Lorsque le général Jérôme Pellistrandi évoque la dénucléarisation de l’Ukraine, il insiste sur un paradoxe : un pays qui renonce à une puissance de dissuasion sans obtenir, en retour, une protection effective. En 1994, Kiev, sous pression internationale, rend des milliers de têtes nucléaires à Moscou. En échange, les États-Unis, le Royaume-Uni et la Russie signent un mémorandum à Budapest, garantissant l’intégrité territoriale de l’Ukraine. Ce document repose sur les principes de l’Acte final d’Helsinki : respect de la souveraineté, des frontières, et non-intervention. À l’époque, l’atmosphère est à l’apaisement. La guerre froide semble terminée, la Russie de Boris Eltsine apparaît affaiblie, et l’Occident croit avoir instauré un nouvel ordre de sécurité collective.
Pourtant, dès 2014, ce cadre s’effondre. L’annexion de la Crimée par la Russie est un camouflet pour les signataires du mémorandum. Aucune des grandes puissances ne réagit militairement. Le texte, pourtant censé protéger l’Ukraine, ne comporte aucun mécanisme d’application. Il prévoit des consultations et un recours au Conseil de sécurité de l’ONU, mais pas d’obligation d’intervention. Comme le souligne Nicolas Tenzer, cette absence de levier concret transforme les garanties en simple déclaration d’intention. L’adversaire, observant ce vide, en tire une conclusion stratégique : il peut agir sans risque majeur.
Le général Pellistrandi se souvient d’une conversation à Lviv, en 2021, avec un colonel ukrainien en poste à la frontière est. « Si on avait gardé une seule ogive, dit-il, personne n’aurait osé », son regard fixait l’horizon comme s’il pouvait encore voir les silos vides du passé. Ce sentiment, partagé par de nombreux militaires ukrainiens, révèle une douleur collective : le désarmement n’a pas été suivi de la sécurité promise. Le mémorandum, conçu comme un gage de confiance, devient, avec le recul, un symbole de naïveté tragique.

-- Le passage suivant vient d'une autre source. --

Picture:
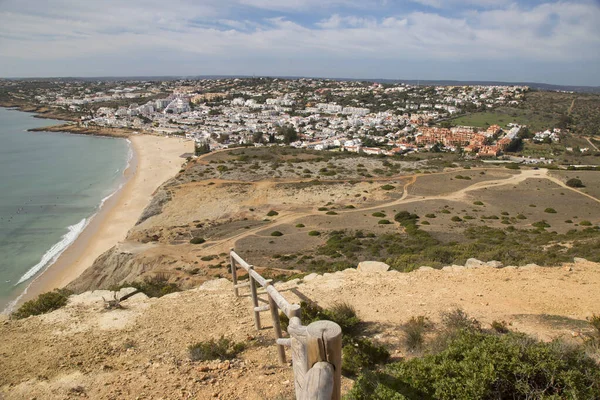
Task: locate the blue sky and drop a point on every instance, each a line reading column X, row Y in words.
column 504, row 40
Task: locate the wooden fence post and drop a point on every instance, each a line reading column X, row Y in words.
column 319, row 382
column 254, row 298
column 277, row 328
column 233, row 273
column 324, row 343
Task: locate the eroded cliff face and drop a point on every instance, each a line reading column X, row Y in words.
column 131, row 262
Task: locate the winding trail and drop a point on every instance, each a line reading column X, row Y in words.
column 292, row 217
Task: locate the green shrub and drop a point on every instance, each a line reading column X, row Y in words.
column 156, row 286
column 574, row 182
column 541, row 224
column 500, row 327
column 44, row 303
column 405, row 218
column 343, row 314
column 456, row 320
column 222, row 349
column 476, row 365
column 360, row 354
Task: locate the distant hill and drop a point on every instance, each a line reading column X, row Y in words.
column 535, row 85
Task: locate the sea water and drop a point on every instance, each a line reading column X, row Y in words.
column 51, row 184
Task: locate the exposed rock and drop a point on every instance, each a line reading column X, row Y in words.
column 372, row 266
column 530, row 266
column 474, row 263
column 310, row 277
column 161, row 198
column 494, row 264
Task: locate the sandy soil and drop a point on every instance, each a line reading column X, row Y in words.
column 156, row 160
column 141, row 352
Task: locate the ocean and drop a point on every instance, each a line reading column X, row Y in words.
column 51, row 184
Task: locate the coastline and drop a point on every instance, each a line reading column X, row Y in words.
column 155, row 160
column 91, row 130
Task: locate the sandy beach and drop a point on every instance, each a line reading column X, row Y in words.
column 156, row 159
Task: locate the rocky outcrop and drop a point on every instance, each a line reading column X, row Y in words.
column 155, row 207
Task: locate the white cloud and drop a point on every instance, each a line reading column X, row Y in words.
column 62, row 29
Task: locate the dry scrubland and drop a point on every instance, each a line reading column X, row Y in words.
column 141, row 350
column 294, row 212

En 2014, la Crimée est annexée. En 2022, l’invasion totale commence. À chaque étape, l’Ukraine invoque le Mémorandum de Budapest. À chaque fois, la réponse est l’absence. Volodymyr Zelensky, le 4 mars 2022, dix jours après le début de l’offensive russe, prononce une phrase restée célèbre : « cinquante tonnes de carburant diesel » pour « brûler le Mémorandum de Budapest ». C’est un cri de colère, mais aussi un constat lucide : un engagement sans conséquence n’est pas un engagement.
Le contexte de 1994 explique en partie cet échec. La Russie d’Eltsine, en pleine transition, n’est pas perçue comme une menace immédiate. L’Occident, focalisé sur l’intégration européenne des anciens satellites soviétiques, sous-estime les ambitions de Moscou. Quant à l’Ukraine, elle est alors traversée par des luttes d’influence entre oligarques, ce qui affaiblit sa position diplomatique. Les garanties, dans ce contexte, restent largement symboliques. Elles reposent sur la bonne foi des acteurs, non sur des obligations contraignantes.

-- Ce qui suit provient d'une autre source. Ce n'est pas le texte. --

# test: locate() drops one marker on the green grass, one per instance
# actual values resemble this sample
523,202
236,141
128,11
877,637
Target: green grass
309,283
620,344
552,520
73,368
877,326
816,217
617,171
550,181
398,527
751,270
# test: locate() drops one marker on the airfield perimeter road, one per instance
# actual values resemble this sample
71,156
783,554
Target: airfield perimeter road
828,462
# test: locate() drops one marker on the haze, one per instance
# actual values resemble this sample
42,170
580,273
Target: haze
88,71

Nicolas Tenzer pointe une erreur stratégique majeure : la non-intervention en 2014. Selon lui, une réponse ferme à l’annexion de la Crimée aurait pu dissuader Moscou d’aller plus loin. « La dissuasion, ce n’est pas seulement la force, c’est la perception du coût », affirme-t-il. En laissant passer ce test, l’Occident a envoyé un signal ambigu : certaines frontières peuvent être redessinées par la force. Ce calcul a changé la donne. Vladimir Poutine, observant l’absence de réaction, a pu ajuster sa stratégie, estimant que l’Ukraine ne serait pas défendue au-delà des mots.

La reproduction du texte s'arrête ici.